On Fri, 18 Nov 2005, Jiri Kosina wrote:
> I can see happening something similar since last saturday, as can be
> seen on
> http://goc.grid.sinica.edu.tw/gstat/praguelcg2/GIISQuery_Usage_cpu_.html
> It improved on Tuesday when I completely killed and restarted all the
> slapd daemons on CE, but still had outages (seemed to be regular at
> 0,6,12 and 18 o'clock).
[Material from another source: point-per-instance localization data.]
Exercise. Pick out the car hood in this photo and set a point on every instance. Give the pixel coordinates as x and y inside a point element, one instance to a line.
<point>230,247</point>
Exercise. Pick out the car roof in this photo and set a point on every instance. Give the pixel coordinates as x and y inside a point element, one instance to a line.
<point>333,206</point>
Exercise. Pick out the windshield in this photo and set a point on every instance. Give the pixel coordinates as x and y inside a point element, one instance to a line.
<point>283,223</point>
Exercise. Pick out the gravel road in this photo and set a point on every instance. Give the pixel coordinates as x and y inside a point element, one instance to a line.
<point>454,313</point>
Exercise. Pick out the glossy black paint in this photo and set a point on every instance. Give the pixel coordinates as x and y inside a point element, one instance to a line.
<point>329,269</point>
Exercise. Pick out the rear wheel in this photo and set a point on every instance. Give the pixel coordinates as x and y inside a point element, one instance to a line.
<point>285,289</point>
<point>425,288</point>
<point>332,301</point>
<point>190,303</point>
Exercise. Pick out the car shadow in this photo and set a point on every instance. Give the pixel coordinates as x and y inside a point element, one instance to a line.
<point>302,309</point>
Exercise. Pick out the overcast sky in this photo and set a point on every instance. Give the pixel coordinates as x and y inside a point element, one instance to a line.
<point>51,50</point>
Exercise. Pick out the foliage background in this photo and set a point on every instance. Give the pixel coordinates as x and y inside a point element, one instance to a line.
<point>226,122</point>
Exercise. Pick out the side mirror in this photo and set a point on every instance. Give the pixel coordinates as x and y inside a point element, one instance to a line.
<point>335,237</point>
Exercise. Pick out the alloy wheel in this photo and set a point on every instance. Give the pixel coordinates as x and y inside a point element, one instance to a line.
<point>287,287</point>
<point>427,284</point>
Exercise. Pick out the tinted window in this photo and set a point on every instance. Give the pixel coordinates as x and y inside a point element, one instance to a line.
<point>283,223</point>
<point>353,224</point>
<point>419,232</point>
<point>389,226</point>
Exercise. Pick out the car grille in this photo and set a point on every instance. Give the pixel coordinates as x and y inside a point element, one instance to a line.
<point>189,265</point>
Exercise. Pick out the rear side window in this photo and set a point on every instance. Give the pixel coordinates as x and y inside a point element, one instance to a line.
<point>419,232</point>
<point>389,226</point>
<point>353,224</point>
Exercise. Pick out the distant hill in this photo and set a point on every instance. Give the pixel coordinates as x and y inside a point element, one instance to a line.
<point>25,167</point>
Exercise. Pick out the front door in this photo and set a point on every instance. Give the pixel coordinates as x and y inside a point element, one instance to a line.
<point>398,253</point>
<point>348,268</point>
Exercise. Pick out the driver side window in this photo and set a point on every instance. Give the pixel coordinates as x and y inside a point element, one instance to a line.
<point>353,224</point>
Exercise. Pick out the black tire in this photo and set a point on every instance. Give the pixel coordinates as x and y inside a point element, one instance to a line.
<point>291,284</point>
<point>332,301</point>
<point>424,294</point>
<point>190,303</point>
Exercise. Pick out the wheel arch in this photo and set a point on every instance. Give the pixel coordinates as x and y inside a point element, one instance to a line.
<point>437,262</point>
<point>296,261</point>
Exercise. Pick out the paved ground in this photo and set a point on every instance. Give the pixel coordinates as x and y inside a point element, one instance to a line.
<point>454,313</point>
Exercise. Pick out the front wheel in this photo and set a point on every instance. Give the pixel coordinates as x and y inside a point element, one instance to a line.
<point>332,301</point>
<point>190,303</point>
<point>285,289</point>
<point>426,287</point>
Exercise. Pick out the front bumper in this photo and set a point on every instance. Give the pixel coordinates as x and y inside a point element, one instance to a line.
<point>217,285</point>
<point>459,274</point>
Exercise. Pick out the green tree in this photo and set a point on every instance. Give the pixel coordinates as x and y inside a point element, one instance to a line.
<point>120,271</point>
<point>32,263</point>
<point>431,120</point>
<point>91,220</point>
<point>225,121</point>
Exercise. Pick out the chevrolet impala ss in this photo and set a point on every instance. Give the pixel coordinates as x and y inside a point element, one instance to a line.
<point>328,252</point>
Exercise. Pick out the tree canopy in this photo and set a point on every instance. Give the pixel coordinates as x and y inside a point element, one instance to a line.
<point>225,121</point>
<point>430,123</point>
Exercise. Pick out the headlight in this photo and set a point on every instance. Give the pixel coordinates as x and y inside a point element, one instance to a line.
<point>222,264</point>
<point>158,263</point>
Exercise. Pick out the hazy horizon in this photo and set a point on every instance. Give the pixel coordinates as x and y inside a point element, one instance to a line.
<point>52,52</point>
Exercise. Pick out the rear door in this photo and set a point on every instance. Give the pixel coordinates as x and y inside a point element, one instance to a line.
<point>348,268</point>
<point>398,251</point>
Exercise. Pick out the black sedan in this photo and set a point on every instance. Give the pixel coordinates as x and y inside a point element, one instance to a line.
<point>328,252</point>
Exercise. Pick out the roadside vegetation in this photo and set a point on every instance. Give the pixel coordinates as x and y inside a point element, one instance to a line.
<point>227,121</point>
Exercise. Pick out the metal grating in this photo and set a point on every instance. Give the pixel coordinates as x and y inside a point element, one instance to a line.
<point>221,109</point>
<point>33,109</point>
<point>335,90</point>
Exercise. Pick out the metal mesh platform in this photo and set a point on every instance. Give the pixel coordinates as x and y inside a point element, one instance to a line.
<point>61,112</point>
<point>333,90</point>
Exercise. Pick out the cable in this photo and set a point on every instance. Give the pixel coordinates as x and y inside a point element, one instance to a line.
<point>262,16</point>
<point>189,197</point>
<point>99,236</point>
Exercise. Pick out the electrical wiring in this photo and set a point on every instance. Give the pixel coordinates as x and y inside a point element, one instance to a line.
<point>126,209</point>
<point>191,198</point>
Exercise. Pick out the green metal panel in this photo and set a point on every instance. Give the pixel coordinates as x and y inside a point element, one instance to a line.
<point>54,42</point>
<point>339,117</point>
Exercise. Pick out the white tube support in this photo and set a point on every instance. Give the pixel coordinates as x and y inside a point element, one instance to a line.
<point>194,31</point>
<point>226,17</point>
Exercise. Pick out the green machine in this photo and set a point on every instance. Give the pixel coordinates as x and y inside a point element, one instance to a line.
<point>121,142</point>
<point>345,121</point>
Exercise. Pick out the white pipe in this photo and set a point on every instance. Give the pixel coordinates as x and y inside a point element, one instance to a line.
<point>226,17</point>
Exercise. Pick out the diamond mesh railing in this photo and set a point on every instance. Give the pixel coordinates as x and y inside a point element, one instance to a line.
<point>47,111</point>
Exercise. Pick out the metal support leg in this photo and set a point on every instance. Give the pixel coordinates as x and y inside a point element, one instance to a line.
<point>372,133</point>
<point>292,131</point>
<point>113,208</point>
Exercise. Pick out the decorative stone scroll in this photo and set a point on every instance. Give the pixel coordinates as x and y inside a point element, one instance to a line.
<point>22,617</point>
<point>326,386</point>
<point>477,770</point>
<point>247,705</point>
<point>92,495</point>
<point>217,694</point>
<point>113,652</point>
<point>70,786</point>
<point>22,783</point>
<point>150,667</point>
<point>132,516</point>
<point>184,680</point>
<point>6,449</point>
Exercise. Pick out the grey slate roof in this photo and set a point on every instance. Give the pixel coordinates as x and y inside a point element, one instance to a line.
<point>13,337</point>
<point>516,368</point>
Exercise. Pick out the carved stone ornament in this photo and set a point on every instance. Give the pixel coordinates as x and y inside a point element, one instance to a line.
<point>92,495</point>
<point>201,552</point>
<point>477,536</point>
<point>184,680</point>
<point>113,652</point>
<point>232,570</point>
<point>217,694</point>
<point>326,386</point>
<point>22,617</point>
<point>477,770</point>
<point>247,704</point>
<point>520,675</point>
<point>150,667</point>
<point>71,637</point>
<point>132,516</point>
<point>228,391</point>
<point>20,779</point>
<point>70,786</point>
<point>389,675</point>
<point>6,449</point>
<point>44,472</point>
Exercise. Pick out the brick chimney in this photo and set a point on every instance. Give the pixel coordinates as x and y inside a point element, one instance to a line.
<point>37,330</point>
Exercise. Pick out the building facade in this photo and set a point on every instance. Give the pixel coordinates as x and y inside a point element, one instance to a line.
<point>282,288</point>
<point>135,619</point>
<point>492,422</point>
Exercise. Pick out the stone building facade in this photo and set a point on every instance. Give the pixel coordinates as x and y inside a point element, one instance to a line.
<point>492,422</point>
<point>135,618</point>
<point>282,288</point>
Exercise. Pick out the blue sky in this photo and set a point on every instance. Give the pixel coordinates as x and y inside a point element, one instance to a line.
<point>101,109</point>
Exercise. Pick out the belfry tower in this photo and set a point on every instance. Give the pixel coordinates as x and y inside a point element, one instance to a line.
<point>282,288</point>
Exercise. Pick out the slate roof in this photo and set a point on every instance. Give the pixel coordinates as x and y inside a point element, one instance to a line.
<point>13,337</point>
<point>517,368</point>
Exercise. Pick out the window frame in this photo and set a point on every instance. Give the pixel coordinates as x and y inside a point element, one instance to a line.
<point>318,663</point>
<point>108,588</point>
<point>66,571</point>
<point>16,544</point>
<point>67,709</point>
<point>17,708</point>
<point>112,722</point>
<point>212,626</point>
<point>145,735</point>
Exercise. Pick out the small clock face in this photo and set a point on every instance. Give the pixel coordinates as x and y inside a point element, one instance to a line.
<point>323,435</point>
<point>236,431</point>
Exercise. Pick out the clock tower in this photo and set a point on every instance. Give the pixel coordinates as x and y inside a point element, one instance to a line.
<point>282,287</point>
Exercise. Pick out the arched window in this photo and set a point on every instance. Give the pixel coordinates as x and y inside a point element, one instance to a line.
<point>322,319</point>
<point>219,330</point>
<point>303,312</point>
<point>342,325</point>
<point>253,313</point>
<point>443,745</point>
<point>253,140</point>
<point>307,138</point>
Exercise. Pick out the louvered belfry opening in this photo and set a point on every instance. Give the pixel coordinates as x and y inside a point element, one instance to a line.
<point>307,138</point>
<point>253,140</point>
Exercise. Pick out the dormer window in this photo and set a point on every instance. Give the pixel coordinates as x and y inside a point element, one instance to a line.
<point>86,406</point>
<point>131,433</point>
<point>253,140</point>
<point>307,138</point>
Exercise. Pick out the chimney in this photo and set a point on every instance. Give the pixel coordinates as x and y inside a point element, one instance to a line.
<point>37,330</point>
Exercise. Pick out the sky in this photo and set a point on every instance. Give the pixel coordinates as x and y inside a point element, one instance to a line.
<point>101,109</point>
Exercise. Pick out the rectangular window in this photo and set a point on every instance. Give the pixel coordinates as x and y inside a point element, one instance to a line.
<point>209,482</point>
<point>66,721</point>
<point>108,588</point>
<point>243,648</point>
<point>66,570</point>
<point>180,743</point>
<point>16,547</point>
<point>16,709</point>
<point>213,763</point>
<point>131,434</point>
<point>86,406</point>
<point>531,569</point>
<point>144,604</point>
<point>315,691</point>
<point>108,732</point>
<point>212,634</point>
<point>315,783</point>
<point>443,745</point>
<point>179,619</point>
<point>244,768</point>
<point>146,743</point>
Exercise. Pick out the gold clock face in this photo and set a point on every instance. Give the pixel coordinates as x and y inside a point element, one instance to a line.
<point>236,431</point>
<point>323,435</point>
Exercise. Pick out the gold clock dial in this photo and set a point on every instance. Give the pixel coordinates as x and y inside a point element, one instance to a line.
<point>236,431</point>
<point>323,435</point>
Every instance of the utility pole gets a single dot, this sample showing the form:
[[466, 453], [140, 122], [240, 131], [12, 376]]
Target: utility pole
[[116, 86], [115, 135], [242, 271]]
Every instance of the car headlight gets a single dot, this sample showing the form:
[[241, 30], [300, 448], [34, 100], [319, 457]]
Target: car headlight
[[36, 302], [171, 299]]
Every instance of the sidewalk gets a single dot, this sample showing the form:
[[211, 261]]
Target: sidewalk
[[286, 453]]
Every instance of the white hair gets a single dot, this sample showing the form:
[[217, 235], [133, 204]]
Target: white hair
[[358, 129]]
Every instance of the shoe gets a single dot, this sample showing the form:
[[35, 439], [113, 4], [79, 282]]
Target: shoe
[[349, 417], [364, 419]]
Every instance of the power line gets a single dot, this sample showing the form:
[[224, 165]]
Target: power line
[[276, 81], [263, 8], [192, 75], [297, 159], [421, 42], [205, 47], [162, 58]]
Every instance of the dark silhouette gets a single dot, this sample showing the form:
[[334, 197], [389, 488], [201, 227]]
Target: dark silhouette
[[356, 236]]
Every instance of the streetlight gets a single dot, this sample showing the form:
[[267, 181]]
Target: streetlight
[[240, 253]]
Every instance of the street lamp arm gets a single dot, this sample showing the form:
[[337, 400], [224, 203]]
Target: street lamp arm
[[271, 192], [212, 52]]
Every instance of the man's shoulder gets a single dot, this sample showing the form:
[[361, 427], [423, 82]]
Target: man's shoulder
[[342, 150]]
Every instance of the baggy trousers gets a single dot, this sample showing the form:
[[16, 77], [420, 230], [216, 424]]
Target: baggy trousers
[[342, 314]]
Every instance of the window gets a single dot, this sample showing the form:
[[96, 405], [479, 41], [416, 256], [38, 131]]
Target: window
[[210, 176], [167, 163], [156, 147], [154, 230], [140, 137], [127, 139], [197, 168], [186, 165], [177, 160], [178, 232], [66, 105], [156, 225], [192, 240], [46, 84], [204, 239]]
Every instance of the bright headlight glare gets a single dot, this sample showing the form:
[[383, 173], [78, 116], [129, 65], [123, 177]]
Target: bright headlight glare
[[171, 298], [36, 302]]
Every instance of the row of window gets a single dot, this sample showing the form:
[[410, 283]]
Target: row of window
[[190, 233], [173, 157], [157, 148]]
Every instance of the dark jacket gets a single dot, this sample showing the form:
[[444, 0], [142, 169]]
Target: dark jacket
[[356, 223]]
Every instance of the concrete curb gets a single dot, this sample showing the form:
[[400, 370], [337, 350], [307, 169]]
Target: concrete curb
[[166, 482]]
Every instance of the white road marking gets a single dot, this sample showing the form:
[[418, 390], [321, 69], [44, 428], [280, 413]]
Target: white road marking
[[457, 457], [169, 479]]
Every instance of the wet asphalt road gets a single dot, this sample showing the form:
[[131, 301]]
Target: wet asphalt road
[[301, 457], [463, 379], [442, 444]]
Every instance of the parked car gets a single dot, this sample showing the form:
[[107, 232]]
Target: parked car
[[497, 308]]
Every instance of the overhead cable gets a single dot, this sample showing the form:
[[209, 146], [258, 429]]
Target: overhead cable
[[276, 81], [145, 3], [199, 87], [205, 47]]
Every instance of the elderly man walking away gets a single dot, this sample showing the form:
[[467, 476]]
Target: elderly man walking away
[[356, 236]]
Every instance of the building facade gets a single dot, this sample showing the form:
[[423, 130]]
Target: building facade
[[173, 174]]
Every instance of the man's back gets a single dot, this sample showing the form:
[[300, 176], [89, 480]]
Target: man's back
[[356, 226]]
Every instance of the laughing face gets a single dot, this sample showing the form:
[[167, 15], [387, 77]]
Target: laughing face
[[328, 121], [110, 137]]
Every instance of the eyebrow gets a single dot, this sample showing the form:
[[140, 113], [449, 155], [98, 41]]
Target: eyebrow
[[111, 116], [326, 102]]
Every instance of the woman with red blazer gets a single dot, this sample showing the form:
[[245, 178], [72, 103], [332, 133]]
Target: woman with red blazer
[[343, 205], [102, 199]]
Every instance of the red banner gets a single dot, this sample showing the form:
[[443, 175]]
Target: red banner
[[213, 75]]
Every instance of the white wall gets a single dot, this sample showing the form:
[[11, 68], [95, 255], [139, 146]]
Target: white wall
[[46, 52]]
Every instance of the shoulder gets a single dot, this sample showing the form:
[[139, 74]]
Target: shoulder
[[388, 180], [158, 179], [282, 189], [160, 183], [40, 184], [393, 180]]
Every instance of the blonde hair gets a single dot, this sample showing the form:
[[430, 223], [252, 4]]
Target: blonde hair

During this night, without me performing any
> intervention, the outage neighter on 0,6 and 12 happened (this can also
> be seen from the graph on the URL above).
Uhm, according to
http://goc.grid.sinica.edu.tw/gstat/praguelcg2/GIISQuery_Usage_cpu_.html
it seems I have fixed it (or at least there was no BDII outage for ~12
hours, which is very good result compared to the frequency of previous
outages).
Hm, now, the way how I fixed it is quite strange and I actually don't yet
fully understand why this fixes the issue :) What I have done was removing
both setpgrp() calls from the lcg-info-generic perl script. I initially
found out that when the script is executed from midnight commander, it
hangs. I debugged it to those two calls hanging (I actually don't
understand how setpgrp() might block yet, I will look into kernel
sources). After commenting them out, the script runs smoothly from
midnight commander and also the BDII outages _seem_ to have been fixed.
--
Jiri Kosina
Institute of Physics, Academy of sciences of the Czech Republic
|